Explaining what informed construction of the recycling plant, Rev. Fr Amoah-Gyasi said: “We needed to make an intentional effort to make Ghana clean and to move away from the talk shops.”

He said the plant was committed to picking the waste and appealed to all institutions and collaborators to work to separate the waste to make the work easier.

He advised the young people to be ambassadors of proper waste disposal habits and plastic recycling to improve the environmental situation, especially in and around Cape Coast.

The Managing Director of City Waste Recycling Limited, Vivian Ahiayibor, for her part stated that it was time the nation's young people imbibed the right environmental attitudes if the fight against plastics was to be won.

She indicated that City Waste Recycling Limited was working with schools and communities to recycle waste, create jobs and mitigate the use of plastic through education and sensitisation.

Ms Ahiayibor said the drawing competition was also to create awareness and promote healthier environmental practices among the young people.

She said entries would be entered into a bigger pool and winners would be awarded at a ceremony in Germany.

Spiritual effort

The Archbishop Emeritus of Cape Coast, Most Rev.
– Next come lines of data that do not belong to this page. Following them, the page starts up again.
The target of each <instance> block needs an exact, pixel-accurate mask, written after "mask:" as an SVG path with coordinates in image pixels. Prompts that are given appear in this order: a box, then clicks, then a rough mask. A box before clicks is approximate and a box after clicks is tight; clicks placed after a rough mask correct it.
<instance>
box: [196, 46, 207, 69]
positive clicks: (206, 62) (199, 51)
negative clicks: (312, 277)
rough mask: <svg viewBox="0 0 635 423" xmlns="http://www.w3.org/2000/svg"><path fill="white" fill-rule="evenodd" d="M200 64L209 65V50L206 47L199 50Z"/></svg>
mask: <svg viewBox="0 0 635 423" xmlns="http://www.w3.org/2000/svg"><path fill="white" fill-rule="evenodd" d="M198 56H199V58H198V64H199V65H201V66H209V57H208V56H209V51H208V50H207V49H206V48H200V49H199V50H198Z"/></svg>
Mathias Kobena Nketsiah, said humans were charged by God to nurture the environment but they had not done well with that charge, polluting the environment and destroying nature.

He said the recycling plant was not just a physical plant but a spiritual effort that would help keep the environment cleaner and healthier.

Rev. Fr Amoah Gyasi called on institutions to support the plant to rid the metropolis of plastic waste, by gathering and supplying plastic waste to the recycling plant

"It’s to save our environment and make it better and healthier for us all and we must pledge to make it work by supplying your waste plastics to the plant," he added.